While the makers of Boraxo have information about just what plants have boron in them:
Measuring the boron content in healthy diets starts with determining how much boron is available in each different nutritional source. The first noteworthy morsel in Rainey’s research is that some high boron foods are not ones that people immediately identify as boron-rich. It’s no surprise that fruits like avocados, cherries and grapes are relatively high in boron. Almonds, peanuts and hazelnuts make sense, too. But did you know that scallops, mussels and clams have about as much boron as parsnips, beets and rutabaga (swedes)?
For junk food junkies, there’s also good news. Licorice, chocolate and popcorn are high boron foods – with almost as much boron as oranges. And gourmets can rest assured: a glass of wine contributes about the same amount of boron to the diet as a glass of prune juice.
Once Rainey had established a nutrient data base quantifying boron content by food group, her next step was to find out how much people were eating. Her findings for where people in six different countries get their boron are included in this issue’s ‘Boron boutique’.
Not surprisingly, she found some overlap in which foods contributed the most boron to diets in the United States, United Kingdom, Germany, Mexico, Egypt and Kenya. Potatoes made every country’s top ten list, for instance.

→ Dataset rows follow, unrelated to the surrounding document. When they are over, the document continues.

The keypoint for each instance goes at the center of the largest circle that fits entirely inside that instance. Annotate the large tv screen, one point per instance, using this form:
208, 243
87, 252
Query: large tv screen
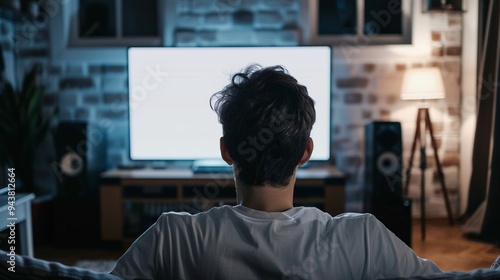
170, 89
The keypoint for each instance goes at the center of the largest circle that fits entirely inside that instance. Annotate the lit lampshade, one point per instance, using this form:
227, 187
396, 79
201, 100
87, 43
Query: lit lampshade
422, 83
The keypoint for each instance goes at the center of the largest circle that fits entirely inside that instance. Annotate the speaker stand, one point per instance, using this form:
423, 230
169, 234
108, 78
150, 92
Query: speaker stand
423, 117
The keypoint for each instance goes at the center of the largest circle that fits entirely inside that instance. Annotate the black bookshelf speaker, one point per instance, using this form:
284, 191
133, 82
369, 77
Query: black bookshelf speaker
80, 150
383, 178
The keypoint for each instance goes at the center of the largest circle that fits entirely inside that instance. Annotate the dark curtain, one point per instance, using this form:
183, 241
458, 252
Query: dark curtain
483, 209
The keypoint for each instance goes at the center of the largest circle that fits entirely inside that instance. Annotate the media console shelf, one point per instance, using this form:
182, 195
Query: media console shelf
131, 200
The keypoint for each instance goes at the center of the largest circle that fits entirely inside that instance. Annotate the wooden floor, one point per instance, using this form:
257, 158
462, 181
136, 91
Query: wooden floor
444, 245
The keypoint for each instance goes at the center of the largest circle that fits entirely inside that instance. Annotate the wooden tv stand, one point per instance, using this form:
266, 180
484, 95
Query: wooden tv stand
151, 189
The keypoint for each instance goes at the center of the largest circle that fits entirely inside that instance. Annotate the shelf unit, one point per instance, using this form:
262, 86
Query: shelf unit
131, 200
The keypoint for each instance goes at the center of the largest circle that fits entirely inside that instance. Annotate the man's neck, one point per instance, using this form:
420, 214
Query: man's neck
266, 198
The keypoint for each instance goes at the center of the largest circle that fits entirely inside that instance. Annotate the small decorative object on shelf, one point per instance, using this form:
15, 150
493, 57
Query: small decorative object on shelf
458, 6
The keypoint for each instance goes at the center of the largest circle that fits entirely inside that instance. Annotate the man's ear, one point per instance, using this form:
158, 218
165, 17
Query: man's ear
224, 152
307, 153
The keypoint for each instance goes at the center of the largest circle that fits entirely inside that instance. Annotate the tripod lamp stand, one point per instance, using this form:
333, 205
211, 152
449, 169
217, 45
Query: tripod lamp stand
423, 84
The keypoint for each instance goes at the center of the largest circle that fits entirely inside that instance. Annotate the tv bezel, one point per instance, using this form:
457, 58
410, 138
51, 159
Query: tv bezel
189, 162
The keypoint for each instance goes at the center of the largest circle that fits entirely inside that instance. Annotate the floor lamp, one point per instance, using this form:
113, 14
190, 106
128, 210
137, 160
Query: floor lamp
423, 84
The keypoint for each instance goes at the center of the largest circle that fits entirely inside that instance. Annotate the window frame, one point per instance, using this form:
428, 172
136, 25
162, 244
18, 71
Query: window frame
310, 36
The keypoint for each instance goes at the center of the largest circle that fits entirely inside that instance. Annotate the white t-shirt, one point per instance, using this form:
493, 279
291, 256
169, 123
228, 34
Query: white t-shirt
236, 242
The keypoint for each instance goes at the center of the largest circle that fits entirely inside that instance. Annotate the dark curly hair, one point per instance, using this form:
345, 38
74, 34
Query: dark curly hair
266, 119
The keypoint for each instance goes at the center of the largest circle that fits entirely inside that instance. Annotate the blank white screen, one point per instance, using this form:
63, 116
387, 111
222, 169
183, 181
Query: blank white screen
170, 89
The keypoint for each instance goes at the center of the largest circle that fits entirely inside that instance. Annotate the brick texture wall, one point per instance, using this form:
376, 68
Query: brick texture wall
363, 91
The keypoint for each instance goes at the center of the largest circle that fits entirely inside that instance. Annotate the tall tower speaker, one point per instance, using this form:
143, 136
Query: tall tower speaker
383, 178
80, 150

What also emerged was the fact that the rural agricultural cultures surveyed tend to rely on a shorter list of food and beverages for their dietary intake – and for their boron intake. The list of the top 15 foods that contribute boron to people’s diets in Mexico, Egypt and Kenya constituted between 80 and 94 percent of their boron intake; in the United States, United Kingdom and Germany, the top 15 contributors only accounted for between 48 and 63 percent of total boron intake.
(That link gave me a ‘pick your region to continue’ and then I had to close a window and, well ‘do stuff’ to get back to the article, so I’ve quoted most of it here).

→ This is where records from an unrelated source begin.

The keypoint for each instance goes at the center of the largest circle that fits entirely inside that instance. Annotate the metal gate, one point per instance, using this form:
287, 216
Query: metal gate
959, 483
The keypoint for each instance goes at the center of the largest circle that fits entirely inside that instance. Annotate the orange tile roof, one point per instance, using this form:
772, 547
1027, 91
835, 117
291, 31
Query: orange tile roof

In short, it looks like boiling bones to make soup stock “the old fashioned way” is a good thing. Adding potatoes and fruits too. Along with root vegetables. Oh, and don’t forget the fruit juice or wine… washing down that chocolate… It also looks like ‘sea foods’ help too. (Not surprising, since minerals are essentially 100% available to sea creatures).
This is just a quick couple of pointers. If you find other better pointers / articles, let us all know. As it’s after 3 A.M. right now and I was supposed to be sleeping some time ago, this is necessarily a ‘fast posting’. So incomplete.
In general, I think there is sufficient evidence for a Boron deficiency in the average American diet, and potentially any “advanced Western diet”; simply based on the lower than “wild” level of whole plants in our modern diet and that fact that we tend not to eat the thyroid, spleen and bones of domestic farm animals. Perhaps those of us who eat whole sardines do better…
At any rate, I can see an easy case for low consumption of the source materials, in the context of a significant need, leading to a chronic shortage.
I have no idea what kind of ‘recovery profile’ might exist or how long it takes to ‘notice something’. Heck, it might well be one of those minerals where it is hard to get to a truly deficient state simply because some is in just about all things we eat. Still, the difference between ‘some’ and ‘optimal’ may well matter.
For me, I noticed a bit more ‘energized’ feeling after starting Boron supplementation. The arthritic tendency mostly seems to modulate with what I eat, but I think there was some improvement. Then again, I’ve not been really regular about intake, so who knows.